Sometimes you are able to read one verse in the Book of Proverbs and it stands alone. It’s a self-contained nugget of wisdom. However, there are times when you read an organized paragraph with the collection. It helps to understand the meaning of a particular verse within that organized structure by considering the entire context. Here is an understanding then of Proverbs 14.18-24:
The simple and the prudent reap what they sow (vv. 18-19).
The poor and the rich treat are treated differently (v. 20).
Those who despise and those who are merciful toward neighbors (v. 21)
Those who devise and those who are merciful reap what they sow (v. 22)

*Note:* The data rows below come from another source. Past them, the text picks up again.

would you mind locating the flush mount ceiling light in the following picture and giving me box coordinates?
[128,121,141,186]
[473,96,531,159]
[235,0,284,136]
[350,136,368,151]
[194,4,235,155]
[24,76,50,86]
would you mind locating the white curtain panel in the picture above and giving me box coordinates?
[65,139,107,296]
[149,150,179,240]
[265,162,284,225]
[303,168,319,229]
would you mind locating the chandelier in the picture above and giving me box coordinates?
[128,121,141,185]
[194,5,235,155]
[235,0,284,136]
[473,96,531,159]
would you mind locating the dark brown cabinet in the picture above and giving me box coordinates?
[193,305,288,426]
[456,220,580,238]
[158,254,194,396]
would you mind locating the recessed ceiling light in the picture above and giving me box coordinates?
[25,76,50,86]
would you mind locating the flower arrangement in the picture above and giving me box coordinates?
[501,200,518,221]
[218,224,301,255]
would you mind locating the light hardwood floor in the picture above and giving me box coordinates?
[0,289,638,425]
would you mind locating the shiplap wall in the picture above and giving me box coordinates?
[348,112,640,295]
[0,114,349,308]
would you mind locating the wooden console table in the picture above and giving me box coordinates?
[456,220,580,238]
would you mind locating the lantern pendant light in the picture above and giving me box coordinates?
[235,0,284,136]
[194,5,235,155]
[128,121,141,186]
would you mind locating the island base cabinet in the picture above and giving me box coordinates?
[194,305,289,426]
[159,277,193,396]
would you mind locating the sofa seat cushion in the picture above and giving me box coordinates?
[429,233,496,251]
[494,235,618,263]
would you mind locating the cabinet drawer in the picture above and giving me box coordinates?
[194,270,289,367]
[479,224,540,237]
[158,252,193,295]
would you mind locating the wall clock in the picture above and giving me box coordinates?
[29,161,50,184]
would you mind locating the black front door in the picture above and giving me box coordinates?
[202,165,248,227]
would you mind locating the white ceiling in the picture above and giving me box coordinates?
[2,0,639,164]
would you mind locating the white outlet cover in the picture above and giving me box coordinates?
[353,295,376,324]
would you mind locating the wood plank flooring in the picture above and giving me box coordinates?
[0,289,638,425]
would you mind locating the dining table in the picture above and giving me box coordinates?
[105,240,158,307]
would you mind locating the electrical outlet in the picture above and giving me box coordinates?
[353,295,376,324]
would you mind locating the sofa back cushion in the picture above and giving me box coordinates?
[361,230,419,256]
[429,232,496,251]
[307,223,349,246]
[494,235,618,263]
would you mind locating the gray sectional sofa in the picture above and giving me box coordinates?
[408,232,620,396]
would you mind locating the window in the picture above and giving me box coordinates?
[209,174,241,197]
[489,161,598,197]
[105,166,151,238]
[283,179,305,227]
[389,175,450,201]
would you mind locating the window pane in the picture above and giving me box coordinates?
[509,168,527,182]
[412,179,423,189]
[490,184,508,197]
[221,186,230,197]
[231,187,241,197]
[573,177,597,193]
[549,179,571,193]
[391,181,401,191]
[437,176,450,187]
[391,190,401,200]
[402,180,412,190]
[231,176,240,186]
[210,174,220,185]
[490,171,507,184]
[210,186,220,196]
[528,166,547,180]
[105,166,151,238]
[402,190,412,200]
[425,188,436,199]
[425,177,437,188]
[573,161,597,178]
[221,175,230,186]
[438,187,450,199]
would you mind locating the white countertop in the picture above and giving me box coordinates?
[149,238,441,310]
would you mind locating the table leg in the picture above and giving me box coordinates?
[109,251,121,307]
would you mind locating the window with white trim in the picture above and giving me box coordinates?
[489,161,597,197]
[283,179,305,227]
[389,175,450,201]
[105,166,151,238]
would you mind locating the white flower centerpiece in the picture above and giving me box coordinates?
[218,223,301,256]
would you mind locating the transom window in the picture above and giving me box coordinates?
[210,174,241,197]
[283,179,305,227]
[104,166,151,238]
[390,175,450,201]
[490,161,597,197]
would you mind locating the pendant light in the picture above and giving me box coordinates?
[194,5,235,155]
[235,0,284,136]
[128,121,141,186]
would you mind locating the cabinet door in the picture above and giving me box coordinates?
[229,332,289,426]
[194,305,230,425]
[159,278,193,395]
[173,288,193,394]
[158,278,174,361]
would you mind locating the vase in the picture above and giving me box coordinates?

The poor and the rich are rewarded differently (23).
The fools and the wise reap what they sow (v. 24).
Hopefully, you see that this whole unit of thought is bracketed by the concept of reaping and sowing by the way one treats others. So, this is why we ought to be concerned for the poor. It is also why we must work hard to keep ourselves from poverty. Also, we must have integrity when we deal with people in our lives. Anyone in our lives throughout the course of a day is deemed a ‘neighbor’.
The LORD is providing a good general principle for us to live by in these verses: He will reward good behavior by lifting us up in the eyes of others and prospering our lives financially. Of course, this is generally true in life. This is the nature of Proverbs. There are exceptions to the general principles we garner in this book. For instance, we don’t always see the evil bowing before the good or the wicked bowing to the righteous in places of authority (v. 19). But Joseph’s brothers did bow before Joseph. Pharaoh did bow before Moses. The saints of the Lord Jesus will judge the world (see 1 Corinthians 6.2).
Charles Bridges wrote:
Wealth is the crown … of the wise, but it cannot hide fools. It only makes their folly more apparent. Since it is wasted on their selfish gratification, it is not their crown but their folly. So whatever our talents are, let us use them for eternity; then they will be our everlasting crown.
Charles Bridges, Proverbs, Crossway Classic Commentaries (Wheaton, IL: Crossway Books, 2001), 111.